Mingling with a group of fighters from the Syrian Kurdish YPG near the front line with Islamic State (IS) in north-east Syria, the one they call Sipan, with a stubbly beard and dressed in the same combat fatigues, does not look like the odd one out.
But he is. When he speaks, it is English with a southern US drawl. Sipan's real name is Jeremy, and he is from Mississippi.
He has only been here a month, but already calls it his "home from home".
Jeremy Woodard is one of a tiny handful of American ex-servicemen who have made their way halfway round the world to join the battle against IS.
“Start Quote
Jeremy Woodard American fighterI'm living the kind of life I really want, it's not much, but I feel like I'm the richest person in the world right now”
He lost everything he brought with him when his position at Jezaa was overrun by the militants, who held it for three days before being pushed back. He says he killed two of them.
"That doesn't make me feel like a bad person," he says.
"They kill innocent people daily. They rape women and children and sell them into slavery. Killing an Isis [Islamic State] member, to me that's doing a good deed to the world. All of them need to get wiped out.
"You can't talk to people like that. There's no reasoning at all. There's a war and we have to eliminate them."
'Good guys v bad guys'
Like the other American volunteers - who are not in one unit but scattered on different fronts over a wide area - Sipan followed the Syrian war on the internet and Facebook, and got in touch through social media.
He followed the trail blazed by Zagros, aka Brian Wilson from Ohio, who established contact with Kurdish go-betweens and made his way here via Turkey and Iraqi Kurdistan a month earlier.
Brian is serving on another front, at Ras al-Ain, on the far west side of this large pocket in north-east Syria controlled by the YPG militia and its political parent the PYD, an offshoot of the Turkish PKK party of Abdullah Ocalan, whose picture is everywhere here.
"Some of the guys here speak a little English and they're teaching me Kurdish," Brian told me.
"I wanted to come and help the YPG fight Isis. It's not political. For me, it's simple: Isis are the bad guys, these are the good guys. The YPG aren't out to take anybody else's territory.
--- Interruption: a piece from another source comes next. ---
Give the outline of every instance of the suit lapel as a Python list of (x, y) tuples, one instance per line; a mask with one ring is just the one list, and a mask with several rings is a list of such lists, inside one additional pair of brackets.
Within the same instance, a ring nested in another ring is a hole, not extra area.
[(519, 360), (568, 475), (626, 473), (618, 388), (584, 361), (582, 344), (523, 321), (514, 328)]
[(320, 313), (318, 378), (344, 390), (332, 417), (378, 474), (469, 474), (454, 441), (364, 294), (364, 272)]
They're just defending their own homes."
Like Sipan, Brian says he will probably stay a long time, though he has two children - 14 and 10 - with his ex-wife back in Ohio.
When we saw him, he had just come back from the funeral of a fallen comrade.
"The kids probably wouldn't understand if it happened to me," he said. "In fact, a lot of people back in the US probably wouldn't understand."
'Noble cause'
Half a day's drive to the east, Jeremy Woodard has already had some close shaves - he had a tooth chipped in a grenade attack - and is well aware of the possibility that he will be killed.
When I asked him what would be his cut-off point for leaving, he said: "My death!" And laughed.
"There's always that possibility," he said. "When I came over here, some people said it's suicide. They could be right, but I don't see it like that.
"I see it as doing a noble, good cause. If I may die, I know I came over here to try to help, so that's what I want."